Por Favor pode você descrever as características as mais típicas do autismo?

O Autismo não vem em apenas um sabor. É um espectro das desordens que compartilham de diversas características: interacções sociais danificadas; uma comunicação verbal e não-verbal danificada; e comportamentos restringidos, repetitivos.

Que foi sabido previamente como a razão para a retirada em seu próprio mundo interno?

A retirada aparente no auto é ligada à falta do interesse em interacções sociais mas a razão não é sabida. Um Pouco do que fornecendo uma explicação final para este formulário do comportamento, nosso estudo mostra que correlaciona com as características específicas da actividade de cérebro.

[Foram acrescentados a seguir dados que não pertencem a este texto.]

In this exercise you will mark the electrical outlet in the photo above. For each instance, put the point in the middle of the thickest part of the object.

Sua pesquisa recente encontrou que os cérebros de crianças autísticas geram mais informação em repouso. Como você fez este encontrar?

Em um estudo precedente que nós publicamos no ano passado, nós desenvolvemos e testamos com sucesso um método novo analisando a actividade de cérebro. O método é baseado no facto de que a actividade de cérebro em repouso pode exactamente ser descrita por um modelo matemático universal.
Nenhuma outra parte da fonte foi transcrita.